The spent first stage then fell away and the second stage RL10B-2 engine ignited and fired for another 15-and-a-half minutes to put the vehicle and its satellite payload into a preliminary elliptical orbit.
A second three-minute burn fine-tuned the initial orbit and 42 minutes after liftoff, the 13,000-pound Wideband Global Satcom 8 satellite was released into a so-called “super-synchronous” transfer orbit with a low point of around 270 miles and a predicted high point of about 27,600 miles.
Over the next several weeks, small on-board thrusters will be used to raise the low point of the transfer orbit, putting the relay station into an operational altitude 22,300 miles above the equator.
In such “geosynchronous” orbits, satellites take 24 hours to complete one trip around the planet and appear to hang stationary in the sky as Earth rotates, allowing anyone within line of sight to communicate with the spacecraft or receive video or data.
Once in its final orbit, Boeing engineers will spend several weeks checking out and testing the relay station and maneuvering it to a classified position before turning it over to the Pentagon for normal operations.
WGS 8 is the eighth in a planned constellation of 10 communications stations that are replacing older Defense Satellite Communication System spacecraft.
The satellites are used by all branches of the U.S. military, along with the White House and the State Department. Australia, Canada, Denmark, the Netherlands, Luxembourg and New Zealand paid for two of the satellites in the fleet and are able to use the network in return.
Each WGS spacecraft has 10 times the capability of the older satellites and, starting with WGS-7, an additional 17 percent improvement in bandwidth thanks to operational changes. But WGS 8 ups the ante with 90 percent more bandwidth than earlier models, thanks to a high-tech router-like device known as a Wideband Digital Channelizer provided by IBM.

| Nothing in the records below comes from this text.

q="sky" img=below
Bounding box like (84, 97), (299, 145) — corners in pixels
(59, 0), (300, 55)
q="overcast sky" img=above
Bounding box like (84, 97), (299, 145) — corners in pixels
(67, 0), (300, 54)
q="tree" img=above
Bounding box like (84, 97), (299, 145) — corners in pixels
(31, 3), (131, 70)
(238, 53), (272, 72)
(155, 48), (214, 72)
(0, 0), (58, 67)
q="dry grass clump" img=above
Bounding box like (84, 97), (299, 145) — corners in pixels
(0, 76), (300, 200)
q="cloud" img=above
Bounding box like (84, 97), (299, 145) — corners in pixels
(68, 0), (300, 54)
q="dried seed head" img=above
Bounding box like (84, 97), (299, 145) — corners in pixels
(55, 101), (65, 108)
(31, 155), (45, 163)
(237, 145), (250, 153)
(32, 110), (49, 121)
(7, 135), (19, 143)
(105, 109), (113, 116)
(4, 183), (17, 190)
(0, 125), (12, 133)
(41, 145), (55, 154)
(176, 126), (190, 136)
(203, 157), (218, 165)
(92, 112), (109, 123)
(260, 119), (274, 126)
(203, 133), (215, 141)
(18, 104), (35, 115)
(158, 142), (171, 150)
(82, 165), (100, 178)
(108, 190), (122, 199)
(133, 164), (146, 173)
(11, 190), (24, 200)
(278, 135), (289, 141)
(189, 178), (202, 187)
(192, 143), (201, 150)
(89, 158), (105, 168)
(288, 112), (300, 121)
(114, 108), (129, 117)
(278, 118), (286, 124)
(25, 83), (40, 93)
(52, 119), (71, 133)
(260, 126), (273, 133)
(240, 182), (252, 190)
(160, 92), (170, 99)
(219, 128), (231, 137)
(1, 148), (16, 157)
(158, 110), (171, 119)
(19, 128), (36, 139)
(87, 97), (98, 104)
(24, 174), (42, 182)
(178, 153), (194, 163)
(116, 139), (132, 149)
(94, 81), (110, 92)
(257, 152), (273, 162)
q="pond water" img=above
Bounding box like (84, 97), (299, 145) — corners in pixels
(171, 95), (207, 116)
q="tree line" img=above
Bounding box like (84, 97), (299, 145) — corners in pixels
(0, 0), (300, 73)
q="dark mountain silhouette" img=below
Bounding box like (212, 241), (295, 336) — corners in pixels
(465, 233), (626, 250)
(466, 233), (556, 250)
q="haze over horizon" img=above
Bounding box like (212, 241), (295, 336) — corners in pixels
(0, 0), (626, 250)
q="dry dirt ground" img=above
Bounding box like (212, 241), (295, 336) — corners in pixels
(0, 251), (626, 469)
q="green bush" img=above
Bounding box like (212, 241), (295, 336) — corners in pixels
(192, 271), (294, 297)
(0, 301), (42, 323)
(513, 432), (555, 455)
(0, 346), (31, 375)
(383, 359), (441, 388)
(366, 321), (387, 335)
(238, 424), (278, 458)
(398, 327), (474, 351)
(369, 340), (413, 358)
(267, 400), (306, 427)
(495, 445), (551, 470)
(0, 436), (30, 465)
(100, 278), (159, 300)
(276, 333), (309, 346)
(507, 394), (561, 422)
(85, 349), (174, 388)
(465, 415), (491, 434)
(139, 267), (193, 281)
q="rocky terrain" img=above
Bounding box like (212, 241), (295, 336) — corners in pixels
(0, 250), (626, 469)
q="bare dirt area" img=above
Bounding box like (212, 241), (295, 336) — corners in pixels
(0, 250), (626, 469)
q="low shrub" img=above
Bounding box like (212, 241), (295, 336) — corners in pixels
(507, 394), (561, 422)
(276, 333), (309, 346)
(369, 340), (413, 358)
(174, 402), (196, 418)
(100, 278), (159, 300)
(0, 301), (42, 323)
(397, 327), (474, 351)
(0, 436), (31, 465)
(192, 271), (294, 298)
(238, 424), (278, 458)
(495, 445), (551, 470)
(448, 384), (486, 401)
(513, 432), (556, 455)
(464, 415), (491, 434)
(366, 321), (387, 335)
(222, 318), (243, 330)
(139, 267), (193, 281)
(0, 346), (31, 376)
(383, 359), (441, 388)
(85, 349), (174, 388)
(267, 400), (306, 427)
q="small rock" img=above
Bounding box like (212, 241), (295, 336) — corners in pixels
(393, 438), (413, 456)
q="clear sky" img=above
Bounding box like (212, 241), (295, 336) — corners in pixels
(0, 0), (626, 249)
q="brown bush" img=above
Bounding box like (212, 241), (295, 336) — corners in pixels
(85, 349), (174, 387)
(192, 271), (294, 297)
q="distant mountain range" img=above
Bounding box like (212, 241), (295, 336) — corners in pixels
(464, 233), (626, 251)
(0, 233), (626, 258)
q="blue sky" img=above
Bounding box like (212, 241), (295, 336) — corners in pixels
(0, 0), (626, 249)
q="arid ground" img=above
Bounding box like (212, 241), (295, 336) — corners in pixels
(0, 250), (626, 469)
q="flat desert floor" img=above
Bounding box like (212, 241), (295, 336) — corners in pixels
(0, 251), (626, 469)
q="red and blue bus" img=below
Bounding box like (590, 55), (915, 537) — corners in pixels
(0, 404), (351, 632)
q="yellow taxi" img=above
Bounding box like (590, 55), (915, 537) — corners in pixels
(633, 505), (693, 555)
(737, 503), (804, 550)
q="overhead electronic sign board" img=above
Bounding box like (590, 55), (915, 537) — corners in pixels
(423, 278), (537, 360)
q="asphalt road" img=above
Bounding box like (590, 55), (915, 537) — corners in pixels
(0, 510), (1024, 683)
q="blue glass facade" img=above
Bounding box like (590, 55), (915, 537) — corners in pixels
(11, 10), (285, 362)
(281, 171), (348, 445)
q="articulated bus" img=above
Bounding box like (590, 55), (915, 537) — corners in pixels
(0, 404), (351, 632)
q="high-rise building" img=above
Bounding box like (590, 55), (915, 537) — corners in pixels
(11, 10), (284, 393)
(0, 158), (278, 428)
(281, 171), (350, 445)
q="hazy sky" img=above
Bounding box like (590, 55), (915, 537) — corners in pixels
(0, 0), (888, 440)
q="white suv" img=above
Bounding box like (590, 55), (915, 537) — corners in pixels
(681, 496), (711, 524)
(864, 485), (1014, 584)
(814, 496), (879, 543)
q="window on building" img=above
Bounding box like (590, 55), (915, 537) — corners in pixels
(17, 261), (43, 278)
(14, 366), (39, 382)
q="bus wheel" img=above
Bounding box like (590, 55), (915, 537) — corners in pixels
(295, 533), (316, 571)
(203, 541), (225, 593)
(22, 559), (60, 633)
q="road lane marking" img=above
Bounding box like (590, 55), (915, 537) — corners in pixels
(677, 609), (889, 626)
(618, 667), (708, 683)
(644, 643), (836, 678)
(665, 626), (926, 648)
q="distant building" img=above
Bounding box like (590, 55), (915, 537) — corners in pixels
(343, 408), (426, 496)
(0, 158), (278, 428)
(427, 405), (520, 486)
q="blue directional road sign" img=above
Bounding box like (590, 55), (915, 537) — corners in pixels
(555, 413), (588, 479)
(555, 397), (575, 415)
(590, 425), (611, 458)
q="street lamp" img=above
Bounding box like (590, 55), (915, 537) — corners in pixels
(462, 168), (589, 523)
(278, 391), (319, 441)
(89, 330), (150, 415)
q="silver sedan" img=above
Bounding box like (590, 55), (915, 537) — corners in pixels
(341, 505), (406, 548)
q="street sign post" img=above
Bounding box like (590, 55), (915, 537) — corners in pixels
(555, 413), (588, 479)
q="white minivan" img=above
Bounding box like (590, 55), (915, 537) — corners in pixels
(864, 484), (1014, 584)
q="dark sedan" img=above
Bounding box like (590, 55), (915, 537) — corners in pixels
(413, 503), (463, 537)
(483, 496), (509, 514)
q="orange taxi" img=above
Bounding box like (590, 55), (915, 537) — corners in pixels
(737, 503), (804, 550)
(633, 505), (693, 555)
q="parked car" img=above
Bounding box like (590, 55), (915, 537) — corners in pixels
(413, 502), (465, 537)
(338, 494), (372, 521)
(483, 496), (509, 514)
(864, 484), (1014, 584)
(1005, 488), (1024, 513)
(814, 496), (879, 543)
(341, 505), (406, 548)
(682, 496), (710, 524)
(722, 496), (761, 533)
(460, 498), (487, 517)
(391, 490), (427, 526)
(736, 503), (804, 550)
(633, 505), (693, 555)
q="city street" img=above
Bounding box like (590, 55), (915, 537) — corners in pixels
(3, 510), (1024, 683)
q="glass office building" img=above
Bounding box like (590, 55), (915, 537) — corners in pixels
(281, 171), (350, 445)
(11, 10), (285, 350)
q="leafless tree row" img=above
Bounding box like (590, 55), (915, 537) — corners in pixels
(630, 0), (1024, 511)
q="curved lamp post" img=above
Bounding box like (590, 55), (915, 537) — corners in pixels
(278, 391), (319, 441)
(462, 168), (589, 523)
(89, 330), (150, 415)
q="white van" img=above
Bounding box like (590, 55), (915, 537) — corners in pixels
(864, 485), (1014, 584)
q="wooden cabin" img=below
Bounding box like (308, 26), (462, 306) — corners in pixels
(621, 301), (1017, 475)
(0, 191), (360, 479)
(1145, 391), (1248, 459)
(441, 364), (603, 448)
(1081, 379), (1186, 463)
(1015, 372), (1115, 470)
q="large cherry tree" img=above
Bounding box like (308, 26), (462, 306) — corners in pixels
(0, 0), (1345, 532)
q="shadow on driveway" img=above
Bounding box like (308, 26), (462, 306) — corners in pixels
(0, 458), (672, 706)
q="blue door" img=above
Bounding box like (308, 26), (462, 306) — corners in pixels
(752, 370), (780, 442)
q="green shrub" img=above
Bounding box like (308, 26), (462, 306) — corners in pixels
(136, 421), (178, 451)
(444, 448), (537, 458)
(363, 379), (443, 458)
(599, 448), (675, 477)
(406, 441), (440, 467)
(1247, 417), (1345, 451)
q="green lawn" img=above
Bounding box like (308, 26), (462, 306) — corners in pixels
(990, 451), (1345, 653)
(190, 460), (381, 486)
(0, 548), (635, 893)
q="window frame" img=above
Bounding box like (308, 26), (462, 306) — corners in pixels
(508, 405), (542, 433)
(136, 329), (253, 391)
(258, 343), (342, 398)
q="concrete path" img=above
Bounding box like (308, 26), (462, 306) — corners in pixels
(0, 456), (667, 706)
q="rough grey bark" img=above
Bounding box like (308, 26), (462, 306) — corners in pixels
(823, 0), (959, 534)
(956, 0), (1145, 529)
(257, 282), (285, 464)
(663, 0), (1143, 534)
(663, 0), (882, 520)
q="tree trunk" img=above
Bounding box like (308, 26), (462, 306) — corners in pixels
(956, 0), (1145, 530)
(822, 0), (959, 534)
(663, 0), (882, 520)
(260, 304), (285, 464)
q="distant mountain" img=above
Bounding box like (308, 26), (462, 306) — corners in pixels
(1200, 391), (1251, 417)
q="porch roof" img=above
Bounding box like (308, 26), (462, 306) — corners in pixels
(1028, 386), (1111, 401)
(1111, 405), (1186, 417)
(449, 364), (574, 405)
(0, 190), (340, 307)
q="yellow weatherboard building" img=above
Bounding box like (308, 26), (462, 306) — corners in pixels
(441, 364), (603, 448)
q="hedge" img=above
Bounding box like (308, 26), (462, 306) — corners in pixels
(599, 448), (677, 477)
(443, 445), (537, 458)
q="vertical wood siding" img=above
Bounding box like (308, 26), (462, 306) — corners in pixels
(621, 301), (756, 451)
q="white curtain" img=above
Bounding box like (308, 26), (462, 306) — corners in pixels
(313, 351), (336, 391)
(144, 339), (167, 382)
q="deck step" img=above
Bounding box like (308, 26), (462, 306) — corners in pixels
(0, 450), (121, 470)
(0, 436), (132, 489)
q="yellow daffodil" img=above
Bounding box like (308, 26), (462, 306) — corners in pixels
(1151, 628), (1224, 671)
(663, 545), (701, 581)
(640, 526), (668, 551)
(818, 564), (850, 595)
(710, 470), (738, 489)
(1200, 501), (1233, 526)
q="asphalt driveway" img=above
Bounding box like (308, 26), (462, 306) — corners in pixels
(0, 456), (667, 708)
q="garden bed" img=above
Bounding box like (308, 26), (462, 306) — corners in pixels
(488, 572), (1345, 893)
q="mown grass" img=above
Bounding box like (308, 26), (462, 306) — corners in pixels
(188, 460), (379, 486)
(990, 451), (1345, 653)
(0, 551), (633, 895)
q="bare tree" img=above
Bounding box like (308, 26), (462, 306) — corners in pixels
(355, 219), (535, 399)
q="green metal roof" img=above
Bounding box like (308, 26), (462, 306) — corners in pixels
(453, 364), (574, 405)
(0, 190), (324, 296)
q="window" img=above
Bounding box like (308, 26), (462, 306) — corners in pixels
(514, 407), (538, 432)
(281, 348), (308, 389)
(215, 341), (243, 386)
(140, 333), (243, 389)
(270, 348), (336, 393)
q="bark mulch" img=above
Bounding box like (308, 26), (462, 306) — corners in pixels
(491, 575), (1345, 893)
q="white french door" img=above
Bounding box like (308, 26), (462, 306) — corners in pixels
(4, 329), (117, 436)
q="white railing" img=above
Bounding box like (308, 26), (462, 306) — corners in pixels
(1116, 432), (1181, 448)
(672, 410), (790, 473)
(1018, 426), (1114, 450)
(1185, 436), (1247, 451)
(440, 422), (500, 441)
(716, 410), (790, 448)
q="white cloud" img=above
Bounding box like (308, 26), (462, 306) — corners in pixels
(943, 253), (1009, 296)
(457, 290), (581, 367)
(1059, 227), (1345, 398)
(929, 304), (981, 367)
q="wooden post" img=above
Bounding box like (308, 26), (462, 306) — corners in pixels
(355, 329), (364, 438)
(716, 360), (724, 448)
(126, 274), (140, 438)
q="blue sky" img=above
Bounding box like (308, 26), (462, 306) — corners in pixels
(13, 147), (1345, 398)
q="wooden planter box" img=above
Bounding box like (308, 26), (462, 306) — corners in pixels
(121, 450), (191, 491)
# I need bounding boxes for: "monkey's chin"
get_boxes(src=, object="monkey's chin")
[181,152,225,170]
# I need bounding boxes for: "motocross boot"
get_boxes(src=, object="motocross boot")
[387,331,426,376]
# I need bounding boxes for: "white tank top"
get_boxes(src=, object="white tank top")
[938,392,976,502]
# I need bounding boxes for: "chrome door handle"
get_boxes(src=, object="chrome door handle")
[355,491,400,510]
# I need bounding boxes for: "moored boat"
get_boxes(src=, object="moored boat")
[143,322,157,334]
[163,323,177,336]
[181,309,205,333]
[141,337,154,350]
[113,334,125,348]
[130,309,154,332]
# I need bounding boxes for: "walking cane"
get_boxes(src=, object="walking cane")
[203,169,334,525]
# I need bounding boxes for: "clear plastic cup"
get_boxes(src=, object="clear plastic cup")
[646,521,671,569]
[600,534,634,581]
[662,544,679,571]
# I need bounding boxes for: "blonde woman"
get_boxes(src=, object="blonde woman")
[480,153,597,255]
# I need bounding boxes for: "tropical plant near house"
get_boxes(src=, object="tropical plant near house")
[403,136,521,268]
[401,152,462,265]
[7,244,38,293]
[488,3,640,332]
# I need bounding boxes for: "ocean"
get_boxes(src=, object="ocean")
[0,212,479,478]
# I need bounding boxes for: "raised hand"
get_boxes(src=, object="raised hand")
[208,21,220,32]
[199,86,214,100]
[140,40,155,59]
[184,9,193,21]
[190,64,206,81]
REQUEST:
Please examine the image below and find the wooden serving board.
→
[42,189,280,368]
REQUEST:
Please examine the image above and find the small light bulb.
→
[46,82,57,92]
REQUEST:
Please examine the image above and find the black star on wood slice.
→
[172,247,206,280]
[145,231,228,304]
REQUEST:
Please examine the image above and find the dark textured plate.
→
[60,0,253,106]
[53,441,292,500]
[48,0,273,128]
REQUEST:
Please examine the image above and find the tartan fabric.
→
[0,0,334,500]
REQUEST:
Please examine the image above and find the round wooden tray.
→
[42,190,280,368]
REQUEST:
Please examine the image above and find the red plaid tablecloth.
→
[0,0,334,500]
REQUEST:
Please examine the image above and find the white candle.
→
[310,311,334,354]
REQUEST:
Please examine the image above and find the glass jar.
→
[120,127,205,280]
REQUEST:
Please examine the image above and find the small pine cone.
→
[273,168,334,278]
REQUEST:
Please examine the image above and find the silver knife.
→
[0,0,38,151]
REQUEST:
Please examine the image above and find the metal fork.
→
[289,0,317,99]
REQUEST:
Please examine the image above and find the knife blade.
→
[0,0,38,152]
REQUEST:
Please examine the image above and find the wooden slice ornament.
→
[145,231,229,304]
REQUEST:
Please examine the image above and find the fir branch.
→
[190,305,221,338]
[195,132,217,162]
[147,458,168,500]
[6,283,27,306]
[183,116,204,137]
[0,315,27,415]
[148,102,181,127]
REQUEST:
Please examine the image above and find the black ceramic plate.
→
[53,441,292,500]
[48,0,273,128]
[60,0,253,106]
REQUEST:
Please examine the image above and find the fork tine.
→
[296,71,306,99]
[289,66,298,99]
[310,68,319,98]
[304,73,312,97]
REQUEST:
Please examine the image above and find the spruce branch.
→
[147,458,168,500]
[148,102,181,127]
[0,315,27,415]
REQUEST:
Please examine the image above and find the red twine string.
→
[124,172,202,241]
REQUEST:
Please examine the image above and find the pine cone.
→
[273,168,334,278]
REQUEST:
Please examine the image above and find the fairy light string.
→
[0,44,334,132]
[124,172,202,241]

“The channelizer on WGS 8 essentially performs the same function as WGS-1 through 7,” Attanasio said. “It is a router in orbit. It basically takes radio frequency input from the ground, converts that to digital and then is able to route and move things around.”
Using a “computer on a chip” known as an application-specific integrated circuit, the new channelizer “improved our processing capability on board the spacecraft,” Attanasio said.
“We were able to open up more availability and routes of information through that router,” he said. “By opening up those additional routes, we provided additional flexibility and more available bandwidth to the user.”
The solar-powered satellite features eight steerable X-band beams and 10 Ka-band beams covering 19 independent coverage areas, along with full-Earth coverage in X-band.
The satellites handle a wide variety of communications chores ranging from relaying maps and data to soldiers in the field, to video from remotely piloted drones, voice calls and data messaging. They also relay email and television broadcasts to troops in the field.
“We’re simply making more bandwidth available and it will go to the users who are in that area,” said Charlotte Gerhart, WGS program manager for the Air Force. “There’s no specific user who is targeted, and there’s no specific area. Wherever WGS 8 is and whatever capacity is requested, the system will provide it.”
This was the 34th launch of a Delta 4 rocket since the current version of the booster began flying in 2002, all of them successful. Including the Atlas 5, ULA rockets have now flown 114 successful missions in a row. ULA, a partnership between Boeing and Lockheed Martin, was formed in December 2006.